Kendi günümüzde ve kendi saatimizdeyiz. Geride 11 yıl var.
Tabii ki bu sezonu anlayabilmemiz için seyirciye bazı hatırlatmalar gerekti. Gerekli
olanları gördük ve başladık.
Daha ilk 10 dakikada Mekke ve Dublin’e gittik. Kara,
Armageddon’a rehin düşmüş, Cahit ise Üstad uyanıp neler olduğunu anlatana kadar
Kuzuzade’nin oğluyla ev hapsinde. Doğrusu ikisini de öldürüp yollarına devam
etmemelerine şaşırdım. Ortalık bu kadar karışmışken her şeyi resetlemek en iyi
çözüm gibi geliyor bana. Belki de bu yüzden dünyayı ben değil, onlar yönetiyor.

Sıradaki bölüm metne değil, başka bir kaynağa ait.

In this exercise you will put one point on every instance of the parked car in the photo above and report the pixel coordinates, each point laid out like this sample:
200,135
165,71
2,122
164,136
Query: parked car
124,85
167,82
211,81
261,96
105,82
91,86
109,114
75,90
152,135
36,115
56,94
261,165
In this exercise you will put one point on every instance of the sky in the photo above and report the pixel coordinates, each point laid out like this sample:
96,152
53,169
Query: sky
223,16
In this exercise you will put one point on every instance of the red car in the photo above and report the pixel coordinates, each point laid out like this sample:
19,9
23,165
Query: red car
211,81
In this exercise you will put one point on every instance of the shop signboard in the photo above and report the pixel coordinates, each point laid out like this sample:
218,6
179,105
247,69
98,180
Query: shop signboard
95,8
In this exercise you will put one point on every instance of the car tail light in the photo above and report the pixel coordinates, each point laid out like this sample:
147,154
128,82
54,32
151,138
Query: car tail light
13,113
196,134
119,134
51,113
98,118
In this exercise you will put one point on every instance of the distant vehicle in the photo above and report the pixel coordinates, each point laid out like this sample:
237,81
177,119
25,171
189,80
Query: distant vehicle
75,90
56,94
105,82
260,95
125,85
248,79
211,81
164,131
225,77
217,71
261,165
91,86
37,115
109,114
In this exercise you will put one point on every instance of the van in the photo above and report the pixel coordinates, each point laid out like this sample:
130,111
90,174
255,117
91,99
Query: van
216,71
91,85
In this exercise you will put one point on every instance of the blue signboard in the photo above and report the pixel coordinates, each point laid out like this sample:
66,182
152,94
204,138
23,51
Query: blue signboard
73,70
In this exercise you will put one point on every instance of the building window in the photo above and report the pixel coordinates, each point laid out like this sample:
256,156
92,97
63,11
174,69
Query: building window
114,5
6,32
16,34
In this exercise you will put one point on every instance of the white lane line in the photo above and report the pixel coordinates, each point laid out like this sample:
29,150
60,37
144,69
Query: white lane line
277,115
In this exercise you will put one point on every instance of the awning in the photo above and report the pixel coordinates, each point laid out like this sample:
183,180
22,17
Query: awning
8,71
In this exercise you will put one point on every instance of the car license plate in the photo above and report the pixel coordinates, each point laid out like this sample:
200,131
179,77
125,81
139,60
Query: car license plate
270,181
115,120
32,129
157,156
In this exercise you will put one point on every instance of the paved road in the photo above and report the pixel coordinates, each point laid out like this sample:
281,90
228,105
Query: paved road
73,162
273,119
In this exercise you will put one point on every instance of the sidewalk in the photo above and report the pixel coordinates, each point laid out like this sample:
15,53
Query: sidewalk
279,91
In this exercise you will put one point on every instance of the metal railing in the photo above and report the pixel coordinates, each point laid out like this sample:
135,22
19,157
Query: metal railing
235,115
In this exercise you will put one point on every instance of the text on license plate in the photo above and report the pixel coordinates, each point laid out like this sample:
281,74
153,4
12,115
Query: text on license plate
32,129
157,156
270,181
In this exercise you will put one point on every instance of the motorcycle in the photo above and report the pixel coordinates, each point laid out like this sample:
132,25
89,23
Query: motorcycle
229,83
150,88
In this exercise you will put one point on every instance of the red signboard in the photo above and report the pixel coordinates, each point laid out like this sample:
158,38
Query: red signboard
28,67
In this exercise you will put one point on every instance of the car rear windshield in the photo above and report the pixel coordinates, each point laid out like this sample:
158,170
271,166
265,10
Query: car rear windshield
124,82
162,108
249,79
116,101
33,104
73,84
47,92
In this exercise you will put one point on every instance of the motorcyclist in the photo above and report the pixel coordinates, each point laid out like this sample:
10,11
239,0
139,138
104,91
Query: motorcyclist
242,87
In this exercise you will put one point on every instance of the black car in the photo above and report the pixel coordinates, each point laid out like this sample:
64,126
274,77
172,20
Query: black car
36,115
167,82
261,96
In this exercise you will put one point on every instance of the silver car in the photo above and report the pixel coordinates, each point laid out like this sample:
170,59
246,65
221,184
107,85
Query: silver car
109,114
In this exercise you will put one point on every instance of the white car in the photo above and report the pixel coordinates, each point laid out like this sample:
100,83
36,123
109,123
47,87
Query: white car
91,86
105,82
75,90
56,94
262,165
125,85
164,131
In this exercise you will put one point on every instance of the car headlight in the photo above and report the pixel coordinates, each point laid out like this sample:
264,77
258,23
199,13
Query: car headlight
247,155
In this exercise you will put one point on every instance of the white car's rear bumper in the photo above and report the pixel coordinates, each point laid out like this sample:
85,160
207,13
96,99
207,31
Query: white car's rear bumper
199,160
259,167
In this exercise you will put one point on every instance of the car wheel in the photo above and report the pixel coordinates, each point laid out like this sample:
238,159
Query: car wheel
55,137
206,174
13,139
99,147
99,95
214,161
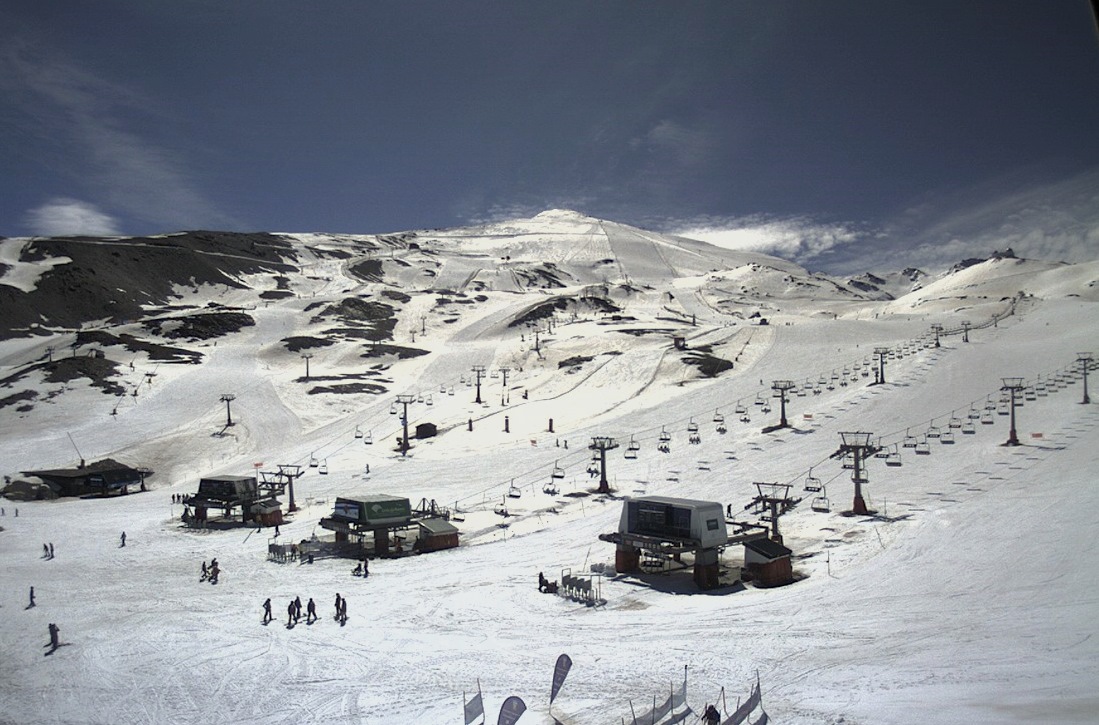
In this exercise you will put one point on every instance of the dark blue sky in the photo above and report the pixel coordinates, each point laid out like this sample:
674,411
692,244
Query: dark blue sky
855,126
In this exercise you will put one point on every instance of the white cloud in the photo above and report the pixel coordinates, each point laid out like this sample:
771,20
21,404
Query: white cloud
70,216
133,174
798,240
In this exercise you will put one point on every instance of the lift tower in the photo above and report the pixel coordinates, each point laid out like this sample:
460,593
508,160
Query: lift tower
857,445
601,445
1085,359
1012,385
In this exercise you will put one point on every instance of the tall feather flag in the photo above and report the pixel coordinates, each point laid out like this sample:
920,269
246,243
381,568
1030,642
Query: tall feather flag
559,672
475,707
511,711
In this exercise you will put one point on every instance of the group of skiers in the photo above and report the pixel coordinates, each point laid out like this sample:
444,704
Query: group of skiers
293,611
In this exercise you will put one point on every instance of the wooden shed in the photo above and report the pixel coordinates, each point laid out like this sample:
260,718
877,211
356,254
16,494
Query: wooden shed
768,561
101,477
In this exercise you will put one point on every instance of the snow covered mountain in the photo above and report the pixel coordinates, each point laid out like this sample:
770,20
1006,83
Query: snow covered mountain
966,600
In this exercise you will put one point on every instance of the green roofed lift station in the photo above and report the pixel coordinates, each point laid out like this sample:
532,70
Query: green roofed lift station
662,528
384,525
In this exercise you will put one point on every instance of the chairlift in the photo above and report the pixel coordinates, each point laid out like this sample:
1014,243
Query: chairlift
909,439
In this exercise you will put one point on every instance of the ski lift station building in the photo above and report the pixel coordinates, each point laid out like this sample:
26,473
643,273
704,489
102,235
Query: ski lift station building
383,516
665,526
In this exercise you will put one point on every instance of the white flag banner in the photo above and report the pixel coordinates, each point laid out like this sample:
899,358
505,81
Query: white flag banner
745,709
475,707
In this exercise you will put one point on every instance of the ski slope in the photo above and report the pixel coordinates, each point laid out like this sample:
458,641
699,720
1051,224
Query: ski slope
973,601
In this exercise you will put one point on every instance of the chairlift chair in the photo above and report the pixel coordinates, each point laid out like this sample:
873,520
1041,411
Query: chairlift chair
894,457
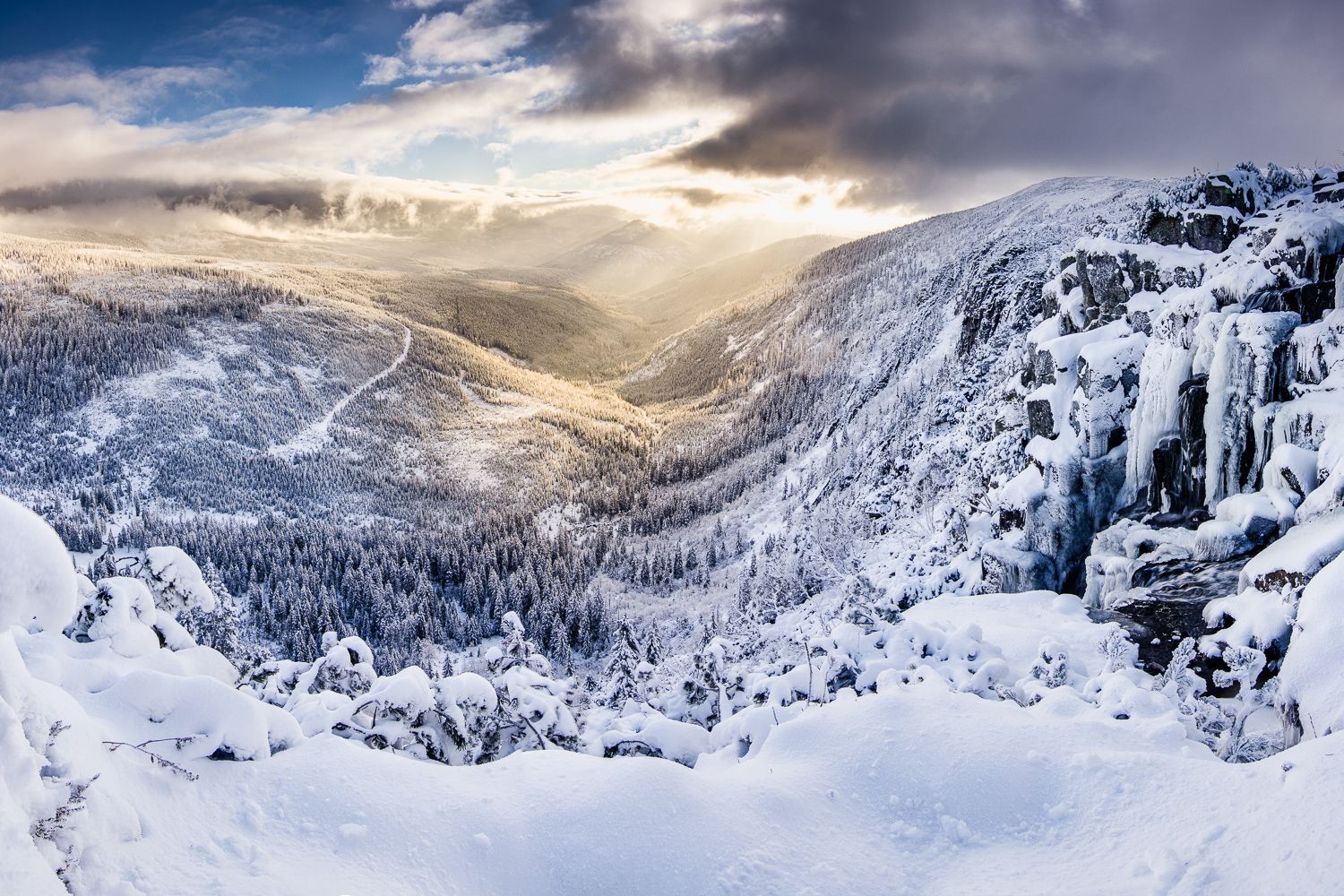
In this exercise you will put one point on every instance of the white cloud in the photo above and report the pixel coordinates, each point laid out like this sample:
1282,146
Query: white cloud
478,38
58,80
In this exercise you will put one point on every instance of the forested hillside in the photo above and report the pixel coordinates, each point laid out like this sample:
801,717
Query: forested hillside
1059,473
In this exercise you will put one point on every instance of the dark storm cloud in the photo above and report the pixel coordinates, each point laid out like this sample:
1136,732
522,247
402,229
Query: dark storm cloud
910,99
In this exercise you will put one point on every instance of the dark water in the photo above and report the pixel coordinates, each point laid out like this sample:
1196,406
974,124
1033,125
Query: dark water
1174,607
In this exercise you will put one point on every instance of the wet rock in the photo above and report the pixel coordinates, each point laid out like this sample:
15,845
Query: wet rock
1040,418
1166,230
1171,607
1011,570
1236,188
1177,482
1209,230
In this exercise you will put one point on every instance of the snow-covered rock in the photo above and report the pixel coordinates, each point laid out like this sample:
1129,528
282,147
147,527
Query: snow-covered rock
38,586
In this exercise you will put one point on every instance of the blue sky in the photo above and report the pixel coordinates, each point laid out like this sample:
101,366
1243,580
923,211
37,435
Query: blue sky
838,115
306,54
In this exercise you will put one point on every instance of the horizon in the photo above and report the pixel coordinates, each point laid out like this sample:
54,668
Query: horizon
703,116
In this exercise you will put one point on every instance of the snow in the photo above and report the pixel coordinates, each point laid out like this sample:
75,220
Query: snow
37,578
916,790
1314,668
314,435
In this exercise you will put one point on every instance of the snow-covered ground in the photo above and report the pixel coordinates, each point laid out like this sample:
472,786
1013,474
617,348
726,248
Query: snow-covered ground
314,435
914,790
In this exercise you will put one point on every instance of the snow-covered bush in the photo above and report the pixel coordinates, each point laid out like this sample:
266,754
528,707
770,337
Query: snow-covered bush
37,578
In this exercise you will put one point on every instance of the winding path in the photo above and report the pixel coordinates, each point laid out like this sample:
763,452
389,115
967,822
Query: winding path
312,438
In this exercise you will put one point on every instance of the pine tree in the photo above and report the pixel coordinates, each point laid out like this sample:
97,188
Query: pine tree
623,669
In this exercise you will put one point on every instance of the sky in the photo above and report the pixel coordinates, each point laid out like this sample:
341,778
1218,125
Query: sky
839,116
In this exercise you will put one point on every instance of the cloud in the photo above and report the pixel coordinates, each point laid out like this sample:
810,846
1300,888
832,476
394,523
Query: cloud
478,37
846,115
70,78
935,101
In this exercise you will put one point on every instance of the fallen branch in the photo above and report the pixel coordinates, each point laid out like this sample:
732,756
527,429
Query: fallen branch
155,758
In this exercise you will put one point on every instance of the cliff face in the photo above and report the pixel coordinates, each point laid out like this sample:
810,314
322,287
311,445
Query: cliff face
1185,419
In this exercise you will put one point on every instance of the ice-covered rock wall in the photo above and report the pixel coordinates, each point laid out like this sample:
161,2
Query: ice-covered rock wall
1185,416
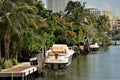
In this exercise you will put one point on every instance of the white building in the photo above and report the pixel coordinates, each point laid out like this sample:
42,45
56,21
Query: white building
57,5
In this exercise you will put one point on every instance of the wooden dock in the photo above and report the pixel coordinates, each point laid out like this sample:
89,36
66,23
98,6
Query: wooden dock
20,72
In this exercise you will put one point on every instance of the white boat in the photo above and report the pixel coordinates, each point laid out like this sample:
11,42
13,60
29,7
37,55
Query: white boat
94,47
58,57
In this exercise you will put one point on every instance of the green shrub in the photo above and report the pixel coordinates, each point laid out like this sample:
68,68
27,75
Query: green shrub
14,62
7,64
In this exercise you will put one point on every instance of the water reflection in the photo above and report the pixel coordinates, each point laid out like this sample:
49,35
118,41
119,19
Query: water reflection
101,65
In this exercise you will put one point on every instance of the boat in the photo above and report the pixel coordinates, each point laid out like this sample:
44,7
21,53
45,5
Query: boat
58,57
94,47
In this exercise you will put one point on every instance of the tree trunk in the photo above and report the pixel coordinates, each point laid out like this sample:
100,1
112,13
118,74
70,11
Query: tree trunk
7,44
0,49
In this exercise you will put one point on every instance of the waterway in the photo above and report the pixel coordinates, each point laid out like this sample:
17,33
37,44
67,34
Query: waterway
101,65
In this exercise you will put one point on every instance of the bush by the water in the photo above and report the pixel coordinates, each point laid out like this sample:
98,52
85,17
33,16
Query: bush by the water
116,37
7,64
14,62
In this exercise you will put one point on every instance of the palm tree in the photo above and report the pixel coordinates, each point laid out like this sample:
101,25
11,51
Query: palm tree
76,13
17,17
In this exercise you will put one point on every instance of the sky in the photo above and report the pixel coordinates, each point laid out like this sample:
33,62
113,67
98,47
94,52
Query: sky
113,5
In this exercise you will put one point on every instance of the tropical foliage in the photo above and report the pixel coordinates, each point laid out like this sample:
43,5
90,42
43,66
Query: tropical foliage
26,27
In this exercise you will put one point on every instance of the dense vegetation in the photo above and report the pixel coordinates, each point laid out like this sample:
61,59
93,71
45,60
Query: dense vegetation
26,27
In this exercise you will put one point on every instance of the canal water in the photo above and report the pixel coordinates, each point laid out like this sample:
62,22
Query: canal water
101,65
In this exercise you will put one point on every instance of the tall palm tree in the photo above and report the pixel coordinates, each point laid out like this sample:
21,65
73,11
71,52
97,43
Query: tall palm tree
76,13
17,17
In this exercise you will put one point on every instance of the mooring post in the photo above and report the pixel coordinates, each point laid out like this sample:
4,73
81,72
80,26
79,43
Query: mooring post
40,64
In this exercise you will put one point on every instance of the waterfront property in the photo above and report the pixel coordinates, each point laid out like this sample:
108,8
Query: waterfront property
58,57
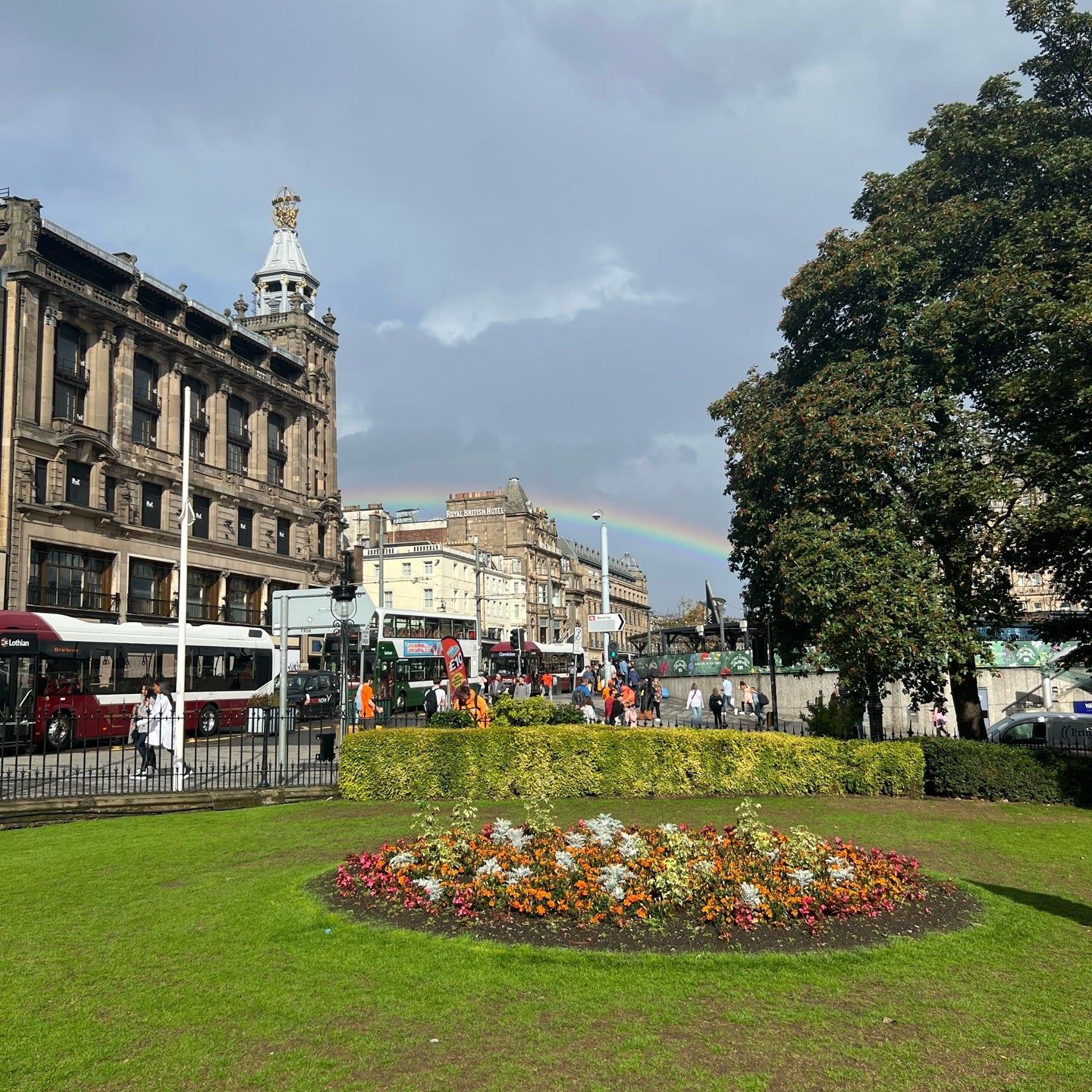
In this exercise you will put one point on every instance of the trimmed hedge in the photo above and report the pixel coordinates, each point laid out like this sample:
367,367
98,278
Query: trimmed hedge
505,762
978,770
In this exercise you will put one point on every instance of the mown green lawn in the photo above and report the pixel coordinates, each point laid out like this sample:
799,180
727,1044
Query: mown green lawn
184,952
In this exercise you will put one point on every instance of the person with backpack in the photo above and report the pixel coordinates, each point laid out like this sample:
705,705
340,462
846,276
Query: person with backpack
163,727
436,700
695,701
760,702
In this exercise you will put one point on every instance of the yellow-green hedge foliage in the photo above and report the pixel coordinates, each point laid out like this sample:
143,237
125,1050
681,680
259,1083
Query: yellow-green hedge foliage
561,761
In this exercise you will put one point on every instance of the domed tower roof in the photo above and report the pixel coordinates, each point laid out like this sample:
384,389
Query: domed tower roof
285,281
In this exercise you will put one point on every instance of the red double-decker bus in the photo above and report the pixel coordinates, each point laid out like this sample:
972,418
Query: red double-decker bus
64,679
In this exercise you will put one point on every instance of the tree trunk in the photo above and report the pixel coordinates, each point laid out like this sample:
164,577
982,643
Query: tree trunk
875,705
969,719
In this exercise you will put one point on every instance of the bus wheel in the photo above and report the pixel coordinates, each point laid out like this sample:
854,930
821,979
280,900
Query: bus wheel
209,721
59,731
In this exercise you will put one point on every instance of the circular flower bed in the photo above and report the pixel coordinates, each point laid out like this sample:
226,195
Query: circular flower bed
601,873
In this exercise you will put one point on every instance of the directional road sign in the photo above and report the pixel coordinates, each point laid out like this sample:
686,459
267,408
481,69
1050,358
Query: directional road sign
605,623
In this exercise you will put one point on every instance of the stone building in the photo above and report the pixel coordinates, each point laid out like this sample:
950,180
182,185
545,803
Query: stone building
96,354
563,578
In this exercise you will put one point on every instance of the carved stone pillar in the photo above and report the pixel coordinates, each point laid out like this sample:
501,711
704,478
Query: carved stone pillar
97,411
171,412
259,442
216,452
121,434
50,317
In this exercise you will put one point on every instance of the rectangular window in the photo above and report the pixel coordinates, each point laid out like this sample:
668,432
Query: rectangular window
238,415
144,424
246,526
41,481
68,403
77,484
201,516
237,458
69,580
151,514
149,590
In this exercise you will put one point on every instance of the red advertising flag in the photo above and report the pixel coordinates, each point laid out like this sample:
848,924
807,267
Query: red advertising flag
453,661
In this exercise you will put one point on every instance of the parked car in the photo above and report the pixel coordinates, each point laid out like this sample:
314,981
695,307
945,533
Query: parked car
314,694
1045,730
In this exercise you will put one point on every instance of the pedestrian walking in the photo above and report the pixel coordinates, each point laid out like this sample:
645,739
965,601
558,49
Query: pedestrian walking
473,704
695,701
746,698
366,704
435,700
164,730
717,707
139,732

Polat tam manasıyla gemileri yakmış. Yıllar önce Los Angeles’de
sessiz kalma anlaşmasını bozmayı kafaya koymuş. Elif’in mezarına gömdüğü
belgeleri aldı. Fakat her gizli belgenin dünyaya kolayca yayılamayacağını
öğrendik. Kısaca hacker’imiz Echolon’dan bahsetti. Bazı kilit sözcükler var ve
bunlar herhangi bir iletişim mecrasında her kullanıldığında bir denetimden
geçiyor. Yani bazı karar vericilerden onay almadan hiçbir şey yayamazsınız.
Dizi burada aslında Wikileaks ve daha başka büyük skandallar hakkında da fikrini
söylemiş oldu.

En güzeli gece girmek. Gündüz çöl çok sıcak olur.
Peki Polat ne zaman önüne çıkan engeller karşısında pes
etmiş ki? O düzeni de yıkmaya karar verdi. Farklı ülkelerdeki ana sunuculardan
birine direkt ulaşım gerekiyordu ve en zayıf yeri seçtiler: “Operasyon Mısır!”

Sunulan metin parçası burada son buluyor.